Die Bedeutung der Kindheit
Was ist Kindheit? Sie ist ein Raum, in dem das Kind aus sich selbst schöpfend spielen und sich dabei gemäß seines individuell angelegten Bauplans entwickeln kann. Die Kindheit wird dem Kind von einer und später bis zu drei zuverlässigen immer gleichen erwachsenen Bezugspersonen geschenkt. Die Bindungspersonen begleiten das Kind durch Wahrnehmen (so wird das Kind wahr), Auserwählen (so spürt das Kind seine Bedeutung), bedingungsloses Annehmen (so kann es sich selbst entsprechen), Schutz vor Störungen im Spiel (so kann es seine Entwicklung selber steuern). Sie helfen dem Kind, seine Affekte zu regulieren und bieten ihm jederzeit eine Schulter zum Weinen. Das ist besonders dann nötig, wenn das Kind einmal mehr mit einer der vielen Vergeblichkeiten und Frustrationen des Lebens konfrontiert wird und sich mit ihnen arrangieren muss.
Kinder mit Kindheit erkenne ich sehr gut. Die ohne auch.
Das Kind ohne Kindheit hat einen angestrengten Gesichtsausdruck, es ist wachsam, ja zuweilen überpräsent. Gleichaltrigen gegenüber ist es entweder auffallend dominant oder auffallend unterwürfig. Immer ist es in komplizierte und unerfreuliche Dynamiken mit Gleichaltrigen verwickelt. Oft trägt es seine Fähigkeiten und Fertigkeiten zur Schau und hat zumeist einen relativ großen Wortschatz. Fremden Erwachsenen gegenüber verhält es distanzlos, unbescheiden und mitunter zudringlich. Es ist zudem immerzu bemüht sich anzubiedern, manchmal kommt einem sogar der Gedanke an Prostitution. Kinder ohne Kindheit weinen und lachen selten. Es fühlt sich an, als können sie sich einen unverblümten Kontakt zu ihren Gefühlen nicht leisten. Und das ist das Wichtigste: Sie können nicht oder zumindest nicht ohne ganz viel bindungsmäßige Angebote meinerseits - ins freie Kinderspiel kommen. Sie sind im Diesseits gefangen, weil sie die gesamte Verantwortung für ihre Versorgung selber tragen müssen. So gesehen leisten sie Kinderarbeit.
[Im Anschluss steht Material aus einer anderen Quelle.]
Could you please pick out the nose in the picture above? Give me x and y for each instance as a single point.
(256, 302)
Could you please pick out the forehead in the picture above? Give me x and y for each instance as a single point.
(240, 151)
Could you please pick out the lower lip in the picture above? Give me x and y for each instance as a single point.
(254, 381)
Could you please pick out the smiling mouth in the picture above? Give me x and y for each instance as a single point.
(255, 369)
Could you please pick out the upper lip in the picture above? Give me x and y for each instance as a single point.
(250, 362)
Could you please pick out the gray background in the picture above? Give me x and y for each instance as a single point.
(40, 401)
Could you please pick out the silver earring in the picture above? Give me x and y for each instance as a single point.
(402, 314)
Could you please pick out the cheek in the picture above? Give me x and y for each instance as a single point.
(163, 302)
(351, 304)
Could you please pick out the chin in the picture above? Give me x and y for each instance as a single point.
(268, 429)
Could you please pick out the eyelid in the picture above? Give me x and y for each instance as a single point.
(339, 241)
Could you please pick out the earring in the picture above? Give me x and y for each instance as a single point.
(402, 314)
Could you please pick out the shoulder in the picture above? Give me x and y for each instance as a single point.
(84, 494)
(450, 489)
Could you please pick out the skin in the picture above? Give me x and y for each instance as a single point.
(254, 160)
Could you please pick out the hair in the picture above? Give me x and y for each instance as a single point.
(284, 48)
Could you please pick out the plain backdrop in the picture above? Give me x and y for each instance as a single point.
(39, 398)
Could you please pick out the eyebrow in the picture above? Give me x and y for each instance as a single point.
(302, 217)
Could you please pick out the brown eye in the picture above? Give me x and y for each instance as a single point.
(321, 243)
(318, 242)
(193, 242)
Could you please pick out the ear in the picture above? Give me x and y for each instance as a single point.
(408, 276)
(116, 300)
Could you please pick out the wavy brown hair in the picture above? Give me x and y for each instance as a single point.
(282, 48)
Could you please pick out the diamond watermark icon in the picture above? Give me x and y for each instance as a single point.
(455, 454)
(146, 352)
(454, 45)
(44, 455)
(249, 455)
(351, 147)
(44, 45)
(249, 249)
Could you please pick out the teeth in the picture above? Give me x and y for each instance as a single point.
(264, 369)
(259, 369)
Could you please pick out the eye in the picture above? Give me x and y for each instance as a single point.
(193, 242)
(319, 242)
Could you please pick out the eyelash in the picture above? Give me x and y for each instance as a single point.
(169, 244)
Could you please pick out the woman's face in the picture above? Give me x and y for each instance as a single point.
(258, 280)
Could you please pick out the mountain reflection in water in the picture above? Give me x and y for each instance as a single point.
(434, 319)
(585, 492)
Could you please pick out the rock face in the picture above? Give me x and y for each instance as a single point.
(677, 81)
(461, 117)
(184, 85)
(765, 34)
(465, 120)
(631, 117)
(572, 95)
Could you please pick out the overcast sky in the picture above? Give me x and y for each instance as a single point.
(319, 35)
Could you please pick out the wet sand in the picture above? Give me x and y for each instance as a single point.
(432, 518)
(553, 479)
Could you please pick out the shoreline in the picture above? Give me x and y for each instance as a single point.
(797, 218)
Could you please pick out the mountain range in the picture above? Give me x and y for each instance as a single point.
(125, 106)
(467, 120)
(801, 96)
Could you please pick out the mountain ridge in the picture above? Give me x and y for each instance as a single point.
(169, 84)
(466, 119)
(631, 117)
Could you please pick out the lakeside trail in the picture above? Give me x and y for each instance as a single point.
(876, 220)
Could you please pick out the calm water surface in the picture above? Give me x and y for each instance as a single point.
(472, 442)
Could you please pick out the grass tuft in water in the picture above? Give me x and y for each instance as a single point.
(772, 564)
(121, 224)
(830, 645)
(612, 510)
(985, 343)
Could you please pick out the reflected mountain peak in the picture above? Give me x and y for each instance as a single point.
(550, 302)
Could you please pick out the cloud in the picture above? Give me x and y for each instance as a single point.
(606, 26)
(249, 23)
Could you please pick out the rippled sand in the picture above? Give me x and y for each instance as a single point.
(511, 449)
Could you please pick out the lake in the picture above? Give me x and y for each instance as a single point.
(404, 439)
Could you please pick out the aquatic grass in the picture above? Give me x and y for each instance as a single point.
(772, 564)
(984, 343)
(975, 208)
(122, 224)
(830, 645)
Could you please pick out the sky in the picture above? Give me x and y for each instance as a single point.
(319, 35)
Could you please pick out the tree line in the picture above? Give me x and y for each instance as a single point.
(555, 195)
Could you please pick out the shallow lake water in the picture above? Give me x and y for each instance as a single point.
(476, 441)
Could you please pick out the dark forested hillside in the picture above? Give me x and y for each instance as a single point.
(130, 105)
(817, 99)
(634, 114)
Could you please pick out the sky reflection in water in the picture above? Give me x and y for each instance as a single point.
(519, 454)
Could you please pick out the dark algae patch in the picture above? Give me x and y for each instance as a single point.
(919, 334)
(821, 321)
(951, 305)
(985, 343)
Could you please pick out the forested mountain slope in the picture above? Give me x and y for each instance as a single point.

Kinder mit Kindheit findet man hin und wieder auch unter den Halbtagskrippenkindern. Kinder ohne Kindheit manchmal auch unter den Familienkindern. Die meisten Kinder mit Kindheit aber wachsen zunächst einmal in der Privatsphäre ihres eignen Zuhauses bei ihren Eltern auf. Sie gehen dann mit drei oder vier Jahren halbtags in den Kindergarten – oder auch nicht. Das spielt für sie gar keine große Rolle, denn sie genügen sich selbst. Diese Kinder erkenne ich an ihrem gar nicht angestrengten Auftreten und der Aura, die noch von ihrem Vorleben zu stammen scheint; an dem Leuchten in ihren Augen auch. Erwachsene, die nicht zur Gruppe ihrer Bindungspersonen gehören, beachten sie nur, wenn ihr Dienst für ihr Spiel nötig ist. Überhaupt, alles dreht sich im Leben des Kinds mit Kindheit um das Spiel. Im Kindergarten sind sie sehr beliebt, weil sie so gut spielen können. Bewegt wird das Kind mit Kindheit durch seine Emotionen, denen es sich unverblümt stellt. Wird es traurig, so ist ja immer eine Schulter zum Weinen da. Aus diesem Weinen geht es gestärkt hervor, denn es erlebt nach jedem Trösten von Neuem, die Frustration überlebt zu haben. Frisch gestärkt kann es sich dann der nächsten stellen. Es weint und lacht und kämpft nach Herzenslust. Die Befürworter der frühkindlichen Bildung würden vor Neid erblassen, wüssten sie, wie viel die Kinder mit Kindheit lernen.